明治37年(1904)8月:木下凞「自序」(富岡鐡齋代書)
明治39年(1906)9月:三上参次により影写本「木下文書」が作成される(影写本は東京大学史料編纂所が所蔵)
明治40年(1907)11月28日:三上参次「序文」
明治41年(1908)春:杉田武「書翰」
明治42年(1909)5月:友人の富岡鐡齋 表函・内函の表題・裏書の筆をとる
昭和31年(1956)3月4日:「木下文書」の一部が医家先哲追薦会4)5)(場所:日本医師会館大講堂・大食堂)で展覧・陳列される
[安西安周の求めによって木下正一が提供する]6)(文献6参照)
昭和55年(1980):木下正一から野間科学医学研究資料館(講談社)へ寄贈(委託)される(文献3参照)

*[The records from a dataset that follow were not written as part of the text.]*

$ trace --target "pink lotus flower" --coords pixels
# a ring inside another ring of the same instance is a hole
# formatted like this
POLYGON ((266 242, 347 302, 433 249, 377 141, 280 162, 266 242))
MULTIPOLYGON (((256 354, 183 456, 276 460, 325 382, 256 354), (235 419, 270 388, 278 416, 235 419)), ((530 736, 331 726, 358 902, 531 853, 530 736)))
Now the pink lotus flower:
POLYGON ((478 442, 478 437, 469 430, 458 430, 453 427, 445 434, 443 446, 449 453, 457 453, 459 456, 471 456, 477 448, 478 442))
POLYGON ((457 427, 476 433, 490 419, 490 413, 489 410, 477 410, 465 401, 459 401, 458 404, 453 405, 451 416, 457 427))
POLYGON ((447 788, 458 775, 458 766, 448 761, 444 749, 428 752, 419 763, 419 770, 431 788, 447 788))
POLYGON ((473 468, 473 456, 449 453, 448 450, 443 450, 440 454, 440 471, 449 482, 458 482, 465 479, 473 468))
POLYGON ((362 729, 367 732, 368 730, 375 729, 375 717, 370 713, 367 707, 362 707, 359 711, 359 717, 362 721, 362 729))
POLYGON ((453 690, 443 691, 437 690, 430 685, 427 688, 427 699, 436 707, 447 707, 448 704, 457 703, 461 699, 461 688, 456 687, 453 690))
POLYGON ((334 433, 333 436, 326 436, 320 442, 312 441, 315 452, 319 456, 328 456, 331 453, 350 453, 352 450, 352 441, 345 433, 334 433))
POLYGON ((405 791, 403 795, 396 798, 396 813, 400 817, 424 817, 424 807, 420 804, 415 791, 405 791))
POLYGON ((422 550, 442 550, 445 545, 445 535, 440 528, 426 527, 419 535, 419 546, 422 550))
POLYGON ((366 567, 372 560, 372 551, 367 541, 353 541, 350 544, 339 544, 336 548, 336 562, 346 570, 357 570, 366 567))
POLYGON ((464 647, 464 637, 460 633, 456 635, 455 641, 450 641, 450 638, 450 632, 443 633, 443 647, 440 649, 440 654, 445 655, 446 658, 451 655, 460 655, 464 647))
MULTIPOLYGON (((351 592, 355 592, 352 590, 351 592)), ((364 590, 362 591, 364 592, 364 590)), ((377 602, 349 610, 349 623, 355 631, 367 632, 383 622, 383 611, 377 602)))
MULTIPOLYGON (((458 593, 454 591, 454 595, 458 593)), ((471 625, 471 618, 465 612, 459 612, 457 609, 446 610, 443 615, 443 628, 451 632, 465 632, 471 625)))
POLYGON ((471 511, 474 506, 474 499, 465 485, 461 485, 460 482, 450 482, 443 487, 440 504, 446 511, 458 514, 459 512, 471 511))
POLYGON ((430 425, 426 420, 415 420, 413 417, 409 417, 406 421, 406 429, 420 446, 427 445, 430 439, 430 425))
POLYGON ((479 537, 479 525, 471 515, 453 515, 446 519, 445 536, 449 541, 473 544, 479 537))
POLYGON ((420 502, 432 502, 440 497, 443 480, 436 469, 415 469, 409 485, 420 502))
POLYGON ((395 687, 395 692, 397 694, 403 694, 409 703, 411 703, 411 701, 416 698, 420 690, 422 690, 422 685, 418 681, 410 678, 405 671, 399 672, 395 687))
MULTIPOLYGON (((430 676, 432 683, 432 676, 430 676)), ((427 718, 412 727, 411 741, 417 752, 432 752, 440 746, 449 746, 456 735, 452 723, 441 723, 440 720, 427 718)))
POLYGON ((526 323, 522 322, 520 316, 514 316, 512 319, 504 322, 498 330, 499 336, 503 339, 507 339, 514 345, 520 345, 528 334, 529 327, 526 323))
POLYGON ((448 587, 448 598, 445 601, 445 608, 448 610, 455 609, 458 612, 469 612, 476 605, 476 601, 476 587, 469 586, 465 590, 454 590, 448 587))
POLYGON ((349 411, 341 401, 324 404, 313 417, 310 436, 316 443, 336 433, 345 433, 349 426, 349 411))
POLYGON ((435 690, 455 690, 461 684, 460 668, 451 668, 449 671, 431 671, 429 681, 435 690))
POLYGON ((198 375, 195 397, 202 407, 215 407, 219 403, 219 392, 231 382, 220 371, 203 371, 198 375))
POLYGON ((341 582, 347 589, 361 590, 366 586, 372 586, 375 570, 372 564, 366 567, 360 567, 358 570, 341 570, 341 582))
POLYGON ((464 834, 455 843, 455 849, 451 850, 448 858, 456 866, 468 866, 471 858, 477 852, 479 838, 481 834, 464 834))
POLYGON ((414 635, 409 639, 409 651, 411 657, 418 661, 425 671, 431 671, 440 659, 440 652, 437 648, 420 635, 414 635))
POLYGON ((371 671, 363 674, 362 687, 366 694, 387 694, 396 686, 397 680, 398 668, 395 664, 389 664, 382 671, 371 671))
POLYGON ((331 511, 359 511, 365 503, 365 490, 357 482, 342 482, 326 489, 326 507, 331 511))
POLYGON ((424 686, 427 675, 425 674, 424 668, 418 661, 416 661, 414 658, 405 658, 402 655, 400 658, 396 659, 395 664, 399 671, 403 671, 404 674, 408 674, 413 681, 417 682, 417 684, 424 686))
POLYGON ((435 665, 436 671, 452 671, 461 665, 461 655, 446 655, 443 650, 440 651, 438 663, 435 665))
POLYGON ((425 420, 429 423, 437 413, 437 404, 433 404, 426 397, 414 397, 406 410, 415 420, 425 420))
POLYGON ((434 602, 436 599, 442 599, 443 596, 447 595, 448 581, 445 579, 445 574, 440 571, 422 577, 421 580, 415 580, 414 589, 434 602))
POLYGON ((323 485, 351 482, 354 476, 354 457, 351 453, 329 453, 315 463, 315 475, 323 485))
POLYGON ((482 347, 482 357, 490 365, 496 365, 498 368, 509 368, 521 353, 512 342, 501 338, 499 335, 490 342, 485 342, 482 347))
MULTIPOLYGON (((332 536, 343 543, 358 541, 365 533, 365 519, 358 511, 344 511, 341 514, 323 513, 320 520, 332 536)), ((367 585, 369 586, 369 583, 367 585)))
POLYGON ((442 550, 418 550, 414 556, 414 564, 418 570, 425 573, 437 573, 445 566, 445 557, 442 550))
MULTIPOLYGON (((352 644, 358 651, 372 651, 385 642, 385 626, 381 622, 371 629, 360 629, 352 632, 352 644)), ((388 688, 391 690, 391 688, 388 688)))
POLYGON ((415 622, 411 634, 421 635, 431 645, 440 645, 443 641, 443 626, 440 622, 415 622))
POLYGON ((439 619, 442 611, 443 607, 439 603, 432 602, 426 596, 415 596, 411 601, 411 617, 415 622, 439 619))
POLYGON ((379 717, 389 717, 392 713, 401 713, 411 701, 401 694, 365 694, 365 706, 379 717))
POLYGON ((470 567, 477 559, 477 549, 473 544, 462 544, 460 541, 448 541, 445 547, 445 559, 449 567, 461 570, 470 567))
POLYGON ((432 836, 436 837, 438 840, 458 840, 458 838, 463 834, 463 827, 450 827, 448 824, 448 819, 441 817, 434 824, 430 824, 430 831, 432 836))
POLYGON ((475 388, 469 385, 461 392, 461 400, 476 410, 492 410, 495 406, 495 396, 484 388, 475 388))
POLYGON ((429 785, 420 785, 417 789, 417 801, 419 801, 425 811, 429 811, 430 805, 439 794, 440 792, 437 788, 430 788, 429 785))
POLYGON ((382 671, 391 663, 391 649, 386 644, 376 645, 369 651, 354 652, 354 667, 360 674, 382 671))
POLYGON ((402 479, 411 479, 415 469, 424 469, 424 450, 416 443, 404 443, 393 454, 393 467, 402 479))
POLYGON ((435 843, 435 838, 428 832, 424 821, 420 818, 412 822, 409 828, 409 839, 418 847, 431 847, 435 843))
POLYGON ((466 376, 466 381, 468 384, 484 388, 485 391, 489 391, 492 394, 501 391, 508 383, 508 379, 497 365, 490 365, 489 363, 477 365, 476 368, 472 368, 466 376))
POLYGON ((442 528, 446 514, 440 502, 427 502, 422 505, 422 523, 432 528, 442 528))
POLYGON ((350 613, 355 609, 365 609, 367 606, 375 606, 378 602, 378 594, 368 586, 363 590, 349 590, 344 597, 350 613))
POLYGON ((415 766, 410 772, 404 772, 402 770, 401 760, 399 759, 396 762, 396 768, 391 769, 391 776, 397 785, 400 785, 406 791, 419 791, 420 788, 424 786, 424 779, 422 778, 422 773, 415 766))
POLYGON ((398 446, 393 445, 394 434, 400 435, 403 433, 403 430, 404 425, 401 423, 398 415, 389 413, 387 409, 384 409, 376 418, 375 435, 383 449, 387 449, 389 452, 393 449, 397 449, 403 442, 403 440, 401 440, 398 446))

平成15年(2003):野間科学医学研究資料館が閉館、資料は国際日本文化研究センター(京都)に寄贈(西洋医学史古典文献・野間文庫)されることとなる
(一時、行方不明)
平成22年(2010)12月:講談社(野間佐和子社長・当時)で発見される
平成23年(2011)8月29日:木下實氏の依頼により木下家に返却されることとなる(このとき講談社で現物からの写真撮影が行われる)
平成23年(2011)9月16日:国立国会図書館に寄贈される。その後,国立国会図書館のOPAC(「木下文書」で検索)に登録,古典籍資料室に保管される。
平成26年(2014):国立国会図書館の企画展「あの人の直筆」で展示される。
その後、「木下文書」は、国立国会図書館でもデジタルコレクションに登録され、インターネット上で閲覧可能となる。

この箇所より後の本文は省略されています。